Donald Trump is expected to lay out plans to “clean up” Washington DC’s crime in a press conference on Monday morning, a boast that ignores a precipitous drop in the US capital’s violence over the last 18 months.
After the former General Services Administration staffer Edward Coristine – a 19-year-old on the so-called department of government efficiency team nicknamed “Big Balls” – appeared to have been attacked by a group of young people last week near his car, Trump began discussing a return to federal control of the city and the use of national guard to quell street crime.
The press conference will “essentially, stop violent crime in Washington, D.C.”, Trump wrote on Truth Social. “It has become one of the most dangerous cities anywhere in the World. It will soon be one of the safest!!!”
Violent crime in Washington DC has fallen sharply since 2023, shaking off pandemic increases to reach a 30-year low on the day Trump took office, and have fallen 26% further this year according to weekly reports from the Metropolitan police department. The change in crime rates is consistent with dramatic decreases in violence in large cities across the country.
Nonetheless, Trump ordered a range of federal law enforcement agencies to deploy on to DC streets over the weekend in a surge.
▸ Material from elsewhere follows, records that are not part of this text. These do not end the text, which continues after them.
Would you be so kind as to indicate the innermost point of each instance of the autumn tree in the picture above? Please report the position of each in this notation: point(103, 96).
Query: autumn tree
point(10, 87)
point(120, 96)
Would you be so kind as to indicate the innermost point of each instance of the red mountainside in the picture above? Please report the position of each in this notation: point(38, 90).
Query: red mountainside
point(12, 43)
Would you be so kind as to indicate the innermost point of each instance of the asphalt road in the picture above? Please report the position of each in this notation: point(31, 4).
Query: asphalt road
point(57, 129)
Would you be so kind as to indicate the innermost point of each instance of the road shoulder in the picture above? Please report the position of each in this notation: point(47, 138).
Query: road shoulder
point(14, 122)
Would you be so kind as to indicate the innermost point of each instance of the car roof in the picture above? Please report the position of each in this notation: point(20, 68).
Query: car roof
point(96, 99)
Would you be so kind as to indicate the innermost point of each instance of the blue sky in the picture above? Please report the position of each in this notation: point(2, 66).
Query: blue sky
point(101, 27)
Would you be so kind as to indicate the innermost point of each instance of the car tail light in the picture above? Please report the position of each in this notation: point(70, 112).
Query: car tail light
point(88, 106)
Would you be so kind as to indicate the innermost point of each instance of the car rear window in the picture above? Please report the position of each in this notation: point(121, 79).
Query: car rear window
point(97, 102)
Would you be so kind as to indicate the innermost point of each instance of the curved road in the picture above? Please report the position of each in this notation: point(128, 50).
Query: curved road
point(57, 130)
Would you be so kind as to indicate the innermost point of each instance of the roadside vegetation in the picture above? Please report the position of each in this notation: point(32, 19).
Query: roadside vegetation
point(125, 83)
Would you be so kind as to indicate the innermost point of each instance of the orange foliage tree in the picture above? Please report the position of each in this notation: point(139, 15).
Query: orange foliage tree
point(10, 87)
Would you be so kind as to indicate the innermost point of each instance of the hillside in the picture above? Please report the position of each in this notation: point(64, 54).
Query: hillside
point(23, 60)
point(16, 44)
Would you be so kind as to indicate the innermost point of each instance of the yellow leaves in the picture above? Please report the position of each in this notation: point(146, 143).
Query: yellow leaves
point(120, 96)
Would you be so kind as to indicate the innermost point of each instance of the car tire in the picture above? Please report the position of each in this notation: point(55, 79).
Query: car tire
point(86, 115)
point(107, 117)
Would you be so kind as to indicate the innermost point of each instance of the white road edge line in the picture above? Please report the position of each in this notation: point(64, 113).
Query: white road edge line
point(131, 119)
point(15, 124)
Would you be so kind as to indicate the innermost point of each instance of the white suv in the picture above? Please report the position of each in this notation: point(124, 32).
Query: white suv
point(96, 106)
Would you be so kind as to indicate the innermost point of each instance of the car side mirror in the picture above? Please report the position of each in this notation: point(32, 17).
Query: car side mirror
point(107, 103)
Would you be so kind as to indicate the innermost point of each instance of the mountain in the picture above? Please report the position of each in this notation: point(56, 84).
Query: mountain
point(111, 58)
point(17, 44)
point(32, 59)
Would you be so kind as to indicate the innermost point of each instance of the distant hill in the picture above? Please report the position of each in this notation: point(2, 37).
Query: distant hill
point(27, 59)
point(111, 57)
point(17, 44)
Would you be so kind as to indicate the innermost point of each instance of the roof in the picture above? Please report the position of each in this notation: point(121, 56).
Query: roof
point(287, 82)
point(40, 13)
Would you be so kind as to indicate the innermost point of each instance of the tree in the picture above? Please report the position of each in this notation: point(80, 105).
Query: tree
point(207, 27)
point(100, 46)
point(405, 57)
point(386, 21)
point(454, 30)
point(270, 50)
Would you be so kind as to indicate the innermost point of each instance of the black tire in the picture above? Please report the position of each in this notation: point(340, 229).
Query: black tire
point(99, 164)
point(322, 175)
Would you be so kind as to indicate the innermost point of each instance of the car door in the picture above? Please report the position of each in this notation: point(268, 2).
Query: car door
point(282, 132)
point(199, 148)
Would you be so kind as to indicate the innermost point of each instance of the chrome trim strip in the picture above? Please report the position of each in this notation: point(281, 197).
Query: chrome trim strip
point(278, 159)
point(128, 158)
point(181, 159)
About 450 officers from the United States Capitol police, the Federal Protective Service, the Bureau of Alcohol, Tobacco, Firearms and Explosives and other agencies were present into the city’s quadrants over the weekend.
Again taking to social media on Sunday, Trump demanded that homeless residents of the capital flee before him, posting images of encampments ostensibly taken from his motorcade.
“The Homeless have to move out, IMMEDIATELY,” Trump wrote on his Truth Social platform on Sunday morning, shortly after being driven from the White House to his golf club in Virginia. “We will give you places to stay, but FAR from the Capital.”
This message follows an executive order Trump issued on 24 July, demanding an end to federal support for Housing First policies that do not require sobriety or mental health compliance as a precondition for receiving housing, encouraging municipalities to remove public encampments of people experiencing homelessness and urging an increase in federal funding to municipalities that enforce laws prohibiting “urban camping”, “loitering” and “urban squatting”.
Homelessness rates in the nation’s capital have also been falling, with the most recent point-in-time count showing a decrease from 2024.